Well, I'm not sure either of us has been declared CM admin. He's a java developer using Eclipse with the Subclipse plug-in. My e-mail suggested a solution with Tortoise SVN, since he's running Windows. His PM runs linux, and I pointed to an alternative method with the command-line method in that same e-mail. Today, we discovered just how simple it was to do from the Eclipse IDE.
From my point of view, I feel a developer should own their code. If they want to make a branch, they just do it. If they want to merge that branch, they have the user interface in front of them that provides the capability. If I was a developer, I'd want that control. It's simply bizarre to me that there is some abstract line separating these tasks into a "development" and "administrator" domain. I can maintain the server, and the database that makes up the repository, and make sure it's backed up, but it doesn't sit well with me to start messing with their files.

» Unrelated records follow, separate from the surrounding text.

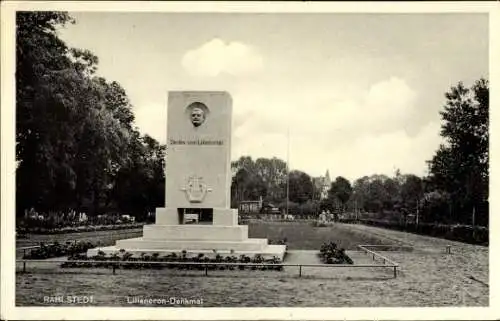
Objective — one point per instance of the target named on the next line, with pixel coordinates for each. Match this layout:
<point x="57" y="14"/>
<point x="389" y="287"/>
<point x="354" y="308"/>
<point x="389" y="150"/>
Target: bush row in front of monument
<point x="77" y="229"/>
<point x="109" y="261"/>
<point x="329" y="253"/>
<point x="458" y="232"/>
<point x="47" y="251"/>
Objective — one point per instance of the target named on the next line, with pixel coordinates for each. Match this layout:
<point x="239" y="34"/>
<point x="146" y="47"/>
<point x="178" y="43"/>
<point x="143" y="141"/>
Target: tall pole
<point x="417" y="212"/>
<point x="287" y="168"/>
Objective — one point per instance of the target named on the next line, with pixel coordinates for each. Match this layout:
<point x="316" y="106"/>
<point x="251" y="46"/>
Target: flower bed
<point x="58" y="250"/>
<point x="124" y="256"/>
<point x="330" y="254"/>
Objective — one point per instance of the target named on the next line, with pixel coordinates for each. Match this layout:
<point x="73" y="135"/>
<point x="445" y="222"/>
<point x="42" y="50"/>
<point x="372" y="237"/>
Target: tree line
<point x="454" y="191"/>
<point x="77" y="148"/>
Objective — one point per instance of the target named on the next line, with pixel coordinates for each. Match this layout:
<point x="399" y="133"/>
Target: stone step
<point x="196" y="232"/>
<point x="141" y="243"/>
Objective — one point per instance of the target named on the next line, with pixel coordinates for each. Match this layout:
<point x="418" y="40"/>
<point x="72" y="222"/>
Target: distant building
<point x="322" y="184"/>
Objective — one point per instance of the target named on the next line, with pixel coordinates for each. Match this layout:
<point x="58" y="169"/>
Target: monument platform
<point x="195" y="239"/>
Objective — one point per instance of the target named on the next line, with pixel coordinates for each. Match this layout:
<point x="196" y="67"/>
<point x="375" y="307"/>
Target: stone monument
<point x="197" y="217"/>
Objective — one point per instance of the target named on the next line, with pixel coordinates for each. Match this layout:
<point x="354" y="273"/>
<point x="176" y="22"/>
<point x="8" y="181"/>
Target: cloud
<point x="217" y="57"/>
<point x="355" y="134"/>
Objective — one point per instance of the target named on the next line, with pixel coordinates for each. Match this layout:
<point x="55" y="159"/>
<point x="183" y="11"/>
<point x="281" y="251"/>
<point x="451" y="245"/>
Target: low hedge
<point x="462" y="233"/>
<point x="330" y="254"/>
<point x="107" y="261"/>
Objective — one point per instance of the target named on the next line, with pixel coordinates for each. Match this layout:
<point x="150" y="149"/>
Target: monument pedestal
<point x="198" y="171"/>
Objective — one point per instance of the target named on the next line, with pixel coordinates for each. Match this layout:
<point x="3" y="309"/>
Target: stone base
<point x="268" y="252"/>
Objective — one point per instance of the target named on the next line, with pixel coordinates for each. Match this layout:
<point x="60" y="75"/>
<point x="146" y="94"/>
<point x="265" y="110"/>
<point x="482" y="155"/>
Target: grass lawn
<point x="428" y="276"/>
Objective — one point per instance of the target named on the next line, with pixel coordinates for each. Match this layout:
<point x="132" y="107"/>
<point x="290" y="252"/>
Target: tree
<point x="340" y="190"/>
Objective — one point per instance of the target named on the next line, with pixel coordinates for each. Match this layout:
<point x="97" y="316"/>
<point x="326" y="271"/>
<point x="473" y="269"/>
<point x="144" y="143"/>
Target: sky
<point x="359" y="94"/>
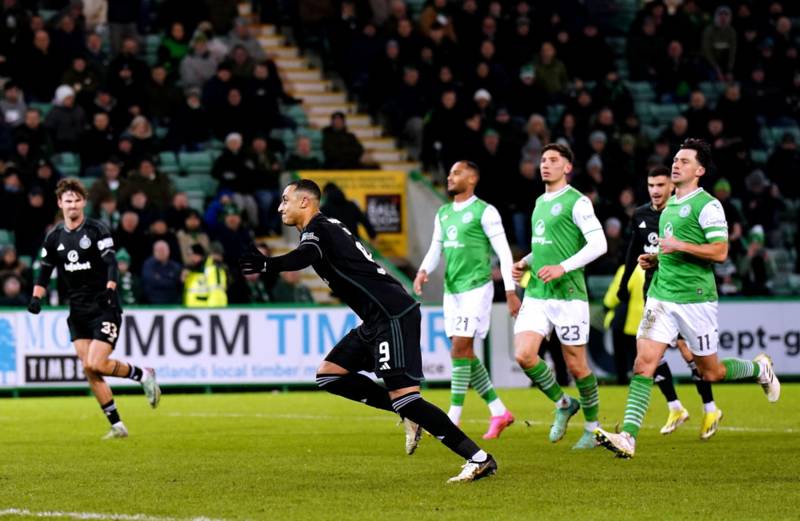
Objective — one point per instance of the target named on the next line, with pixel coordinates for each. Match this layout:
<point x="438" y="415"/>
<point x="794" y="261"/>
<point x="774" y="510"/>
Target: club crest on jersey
<point x="452" y="233"/>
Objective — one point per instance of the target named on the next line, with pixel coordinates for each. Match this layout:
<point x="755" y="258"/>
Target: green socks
<point x="590" y="397"/>
<point x="542" y="376"/>
<point x="459" y="381"/>
<point x="736" y="369"/>
<point x="638" y="402"/>
<point x="481" y="382"/>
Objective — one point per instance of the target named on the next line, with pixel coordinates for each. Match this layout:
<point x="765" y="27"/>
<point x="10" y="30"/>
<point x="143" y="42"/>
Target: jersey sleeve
<point x="583" y="216"/>
<point x="491" y="222"/>
<point x="712" y="221"/>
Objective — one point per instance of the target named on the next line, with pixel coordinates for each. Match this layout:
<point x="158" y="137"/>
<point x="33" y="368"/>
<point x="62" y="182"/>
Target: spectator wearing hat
<point x="756" y="267"/>
<point x="161" y="277"/>
<point x="719" y="44"/>
<point x="156" y="185"/>
<point x="198" y="66"/>
<point x="234" y="173"/>
<point x="232" y="235"/>
<point x="39" y="69"/>
<point x="191" y="234"/>
<point x="551" y="73"/>
<point x="66" y="121"/>
<point x="128" y="285"/>
<point x="13" y="104"/>
<point x="98" y="144"/>
<point x="32" y="223"/>
<point x="341" y="147"/>
<point x="34" y="133"/>
<point x="783" y="166"/>
<point x="303" y="157"/>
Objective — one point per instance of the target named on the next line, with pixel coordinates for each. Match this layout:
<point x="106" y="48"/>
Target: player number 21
<point x="383" y="349"/>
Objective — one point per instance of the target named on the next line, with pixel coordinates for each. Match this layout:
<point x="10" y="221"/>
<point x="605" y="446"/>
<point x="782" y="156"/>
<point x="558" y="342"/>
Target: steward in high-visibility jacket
<point x="635" y="307"/>
<point x="206" y="283"/>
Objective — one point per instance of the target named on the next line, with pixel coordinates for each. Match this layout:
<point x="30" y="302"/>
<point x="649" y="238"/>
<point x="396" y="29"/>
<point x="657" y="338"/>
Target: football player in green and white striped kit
<point x="467" y="230"/>
<point x="566" y="236"/>
<point x="693" y="235"/>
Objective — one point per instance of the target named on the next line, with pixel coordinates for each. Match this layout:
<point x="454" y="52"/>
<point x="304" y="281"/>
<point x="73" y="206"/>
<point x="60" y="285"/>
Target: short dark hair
<point x="308" y="186"/>
<point x="563" y="151"/>
<point x="70" y="184"/>
<point x="472" y="165"/>
<point x="702" y="149"/>
<point x="659" y="171"/>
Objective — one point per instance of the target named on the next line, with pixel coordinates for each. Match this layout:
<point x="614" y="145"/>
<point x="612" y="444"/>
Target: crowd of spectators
<point x="488" y="81"/>
<point x="495" y="81"/>
<point x="76" y="81"/>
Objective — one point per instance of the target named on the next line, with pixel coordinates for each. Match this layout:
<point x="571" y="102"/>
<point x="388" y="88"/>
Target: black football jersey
<point x="644" y="239"/>
<point x="351" y="273"/>
<point x="79" y="257"/>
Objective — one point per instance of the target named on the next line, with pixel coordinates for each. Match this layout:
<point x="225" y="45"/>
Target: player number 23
<point x="570" y="333"/>
<point x="109" y="329"/>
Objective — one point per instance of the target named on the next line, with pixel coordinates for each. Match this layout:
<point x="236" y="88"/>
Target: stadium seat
<point x="67" y="163"/>
<point x="168" y="163"/>
<point x="196" y="183"/>
<point x="196" y="162"/>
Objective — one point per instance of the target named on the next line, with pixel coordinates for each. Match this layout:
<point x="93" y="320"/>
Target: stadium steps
<point x="320" y="100"/>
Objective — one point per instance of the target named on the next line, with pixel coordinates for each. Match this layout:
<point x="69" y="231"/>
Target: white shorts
<point x="468" y="314"/>
<point x="696" y="323"/>
<point x="570" y="318"/>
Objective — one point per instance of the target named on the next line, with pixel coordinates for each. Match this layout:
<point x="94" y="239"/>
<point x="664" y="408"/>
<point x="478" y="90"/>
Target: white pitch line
<point x="282" y="416"/>
<point x="20" y="512"/>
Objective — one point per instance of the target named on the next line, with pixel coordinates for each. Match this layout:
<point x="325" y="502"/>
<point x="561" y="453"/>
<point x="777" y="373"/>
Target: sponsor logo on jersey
<point x="74" y="265"/>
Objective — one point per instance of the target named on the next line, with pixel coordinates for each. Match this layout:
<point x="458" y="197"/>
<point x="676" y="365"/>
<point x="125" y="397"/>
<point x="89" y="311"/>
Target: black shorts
<point x="91" y="322"/>
<point x="389" y="348"/>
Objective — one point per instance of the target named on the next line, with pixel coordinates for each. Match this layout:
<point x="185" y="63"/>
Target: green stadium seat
<point x="68" y="163"/>
<point x="196" y="162"/>
<point x="168" y="163"/>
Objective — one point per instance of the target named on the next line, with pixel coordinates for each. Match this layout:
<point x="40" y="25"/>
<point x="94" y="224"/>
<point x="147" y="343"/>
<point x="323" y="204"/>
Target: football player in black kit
<point x="388" y="340"/>
<point x="644" y="241"/>
<point x="83" y="252"/>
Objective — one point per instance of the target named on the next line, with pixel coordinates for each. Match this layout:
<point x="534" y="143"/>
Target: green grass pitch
<point x="309" y="455"/>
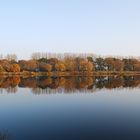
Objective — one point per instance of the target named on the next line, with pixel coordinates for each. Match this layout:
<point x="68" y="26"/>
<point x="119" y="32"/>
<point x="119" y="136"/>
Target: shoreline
<point x="70" y="74"/>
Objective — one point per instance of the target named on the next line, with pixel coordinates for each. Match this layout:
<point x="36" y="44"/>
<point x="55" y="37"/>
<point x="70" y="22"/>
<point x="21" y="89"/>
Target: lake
<point x="69" y="108"/>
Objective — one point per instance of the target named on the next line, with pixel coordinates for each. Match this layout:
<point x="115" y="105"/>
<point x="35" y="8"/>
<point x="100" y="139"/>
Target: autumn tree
<point x="45" y="67"/>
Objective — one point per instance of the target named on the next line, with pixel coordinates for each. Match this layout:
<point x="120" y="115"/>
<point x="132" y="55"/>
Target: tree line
<point x="67" y="62"/>
<point x="67" y="84"/>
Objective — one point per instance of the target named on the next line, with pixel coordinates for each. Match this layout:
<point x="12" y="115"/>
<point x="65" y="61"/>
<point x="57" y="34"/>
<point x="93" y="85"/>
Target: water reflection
<point x="47" y="85"/>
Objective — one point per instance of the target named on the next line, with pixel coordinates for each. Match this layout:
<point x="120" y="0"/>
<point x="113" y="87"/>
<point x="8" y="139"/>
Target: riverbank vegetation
<point x="68" y="65"/>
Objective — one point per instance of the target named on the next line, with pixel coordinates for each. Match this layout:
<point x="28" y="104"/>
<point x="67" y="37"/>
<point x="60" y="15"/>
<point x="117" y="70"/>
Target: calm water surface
<point x="95" y="113"/>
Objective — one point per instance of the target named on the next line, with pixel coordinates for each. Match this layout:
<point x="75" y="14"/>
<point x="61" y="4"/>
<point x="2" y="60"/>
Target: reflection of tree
<point x="43" y="85"/>
<point x="4" y="136"/>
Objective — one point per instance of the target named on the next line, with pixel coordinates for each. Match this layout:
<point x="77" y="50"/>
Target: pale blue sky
<point x="100" y="26"/>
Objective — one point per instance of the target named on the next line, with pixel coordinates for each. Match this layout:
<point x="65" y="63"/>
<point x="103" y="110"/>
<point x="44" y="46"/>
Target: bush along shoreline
<point x="55" y="65"/>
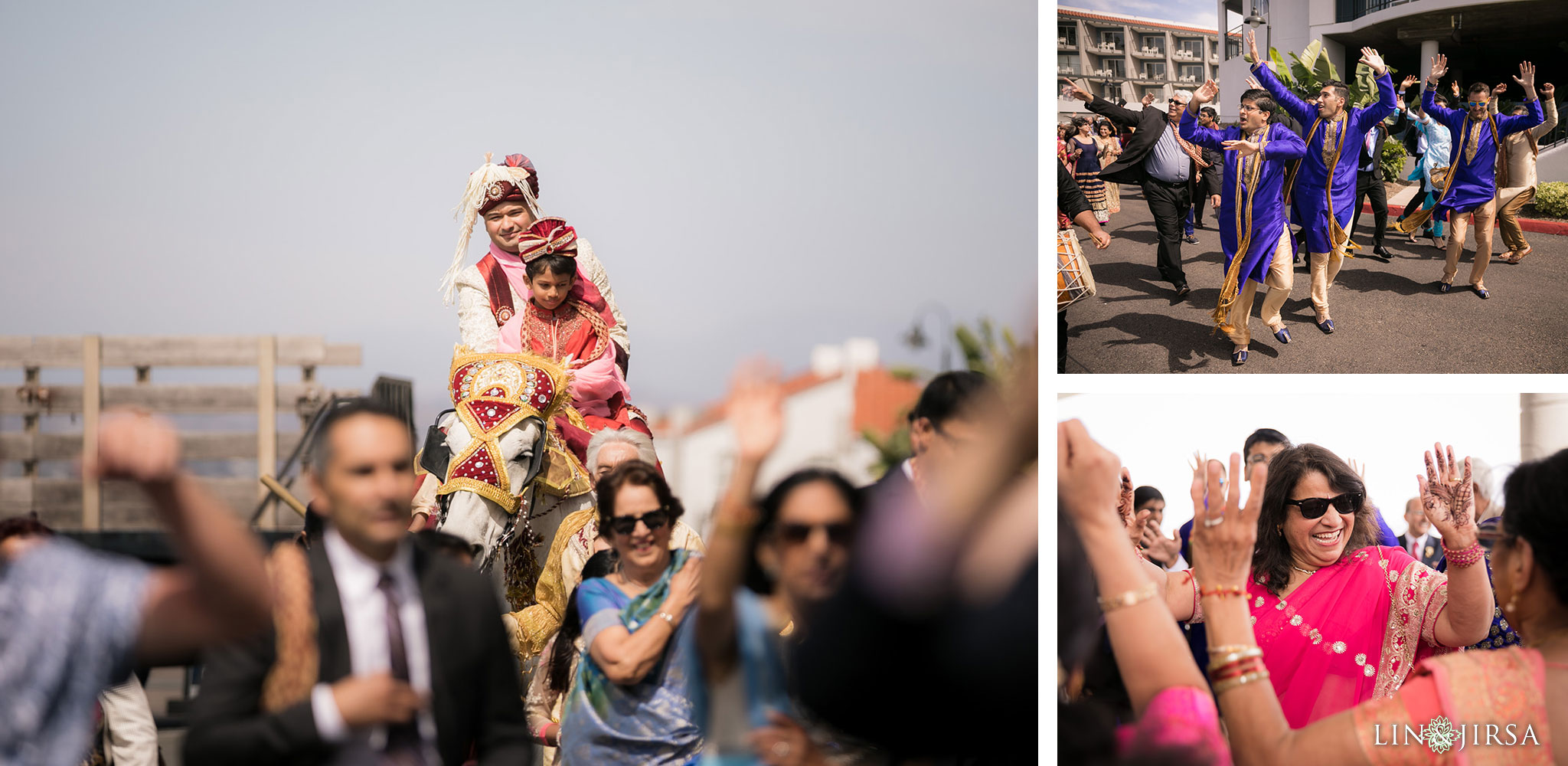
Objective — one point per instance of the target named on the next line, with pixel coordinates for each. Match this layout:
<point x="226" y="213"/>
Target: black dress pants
<point x="1366" y="185"/>
<point x="1168" y="206"/>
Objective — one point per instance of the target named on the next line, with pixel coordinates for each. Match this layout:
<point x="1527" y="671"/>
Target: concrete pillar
<point x="1544" y="424"/>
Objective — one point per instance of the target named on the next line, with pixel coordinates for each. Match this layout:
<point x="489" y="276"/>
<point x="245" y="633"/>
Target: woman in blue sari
<point x="639" y="691"/>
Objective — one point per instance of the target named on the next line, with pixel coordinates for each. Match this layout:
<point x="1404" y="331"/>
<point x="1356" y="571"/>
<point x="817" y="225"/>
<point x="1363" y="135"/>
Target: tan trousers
<point x="1509" y="221"/>
<point x="1277" y="281"/>
<point x="1485" y="215"/>
<point x="1325" y="267"/>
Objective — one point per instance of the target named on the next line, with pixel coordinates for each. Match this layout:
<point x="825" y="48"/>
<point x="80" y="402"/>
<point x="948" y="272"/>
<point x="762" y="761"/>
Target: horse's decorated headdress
<point x="495" y="393"/>
<point x="488" y="187"/>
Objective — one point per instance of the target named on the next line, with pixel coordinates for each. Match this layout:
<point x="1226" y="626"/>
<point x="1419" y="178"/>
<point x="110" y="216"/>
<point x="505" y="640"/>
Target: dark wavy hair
<point x="1272" y="555"/>
<point x="773" y="501"/>
<point x="560" y="660"/>
<point x="1534" y="501"/>
<point x="634" y="473"/>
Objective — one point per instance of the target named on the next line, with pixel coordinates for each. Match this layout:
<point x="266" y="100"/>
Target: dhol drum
<point x="1074" y="280"/>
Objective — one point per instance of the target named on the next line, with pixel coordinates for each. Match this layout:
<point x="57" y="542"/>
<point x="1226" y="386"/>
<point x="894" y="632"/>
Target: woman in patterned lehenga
<point x="1086" y="169"/>
<point x="1109" y="149"/>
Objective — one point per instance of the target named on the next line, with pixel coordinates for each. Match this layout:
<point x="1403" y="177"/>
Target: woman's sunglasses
<point x="795" y="534"/>
<point x="1313" y="507"/>
<point x="655" y="520"/>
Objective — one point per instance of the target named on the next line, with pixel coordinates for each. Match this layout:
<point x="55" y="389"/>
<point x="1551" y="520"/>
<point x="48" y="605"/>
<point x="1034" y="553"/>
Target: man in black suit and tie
<point x="407" y="660"/>
<point x="1168" y="170"/>
<point x="1421" y="540"/>
<point x="1369" y="182"/>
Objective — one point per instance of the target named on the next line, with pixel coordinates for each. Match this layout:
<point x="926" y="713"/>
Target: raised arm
<point x="1532" y="103"/>
<point x="1550" y="107"/>
<point x="1387" y="101"/>
<point x="1222" y="547"/>
<point x="1150" y="649"/>
<point x="220" y="591"/>
<point x="756" y="411"/>
<point x="1449" y="502"/>
<point x="1292" y="106"/>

What really bothered me is that he AND his project manager were claiming it was an issue with the "server". (I came in to find his PM getting "Working copy is locked ... " error on his linux machine, and had to explain what "working copy" meant.) Considering I took a two-week old working-copy, ran an "update" (without server errors), a "copy" from the previous revision (without server errors) and a "commit" (again, no errors) ... I fail to see how the server was at fault. For 3 years they've had some strange reluctance to embrace Subversion the way I expected.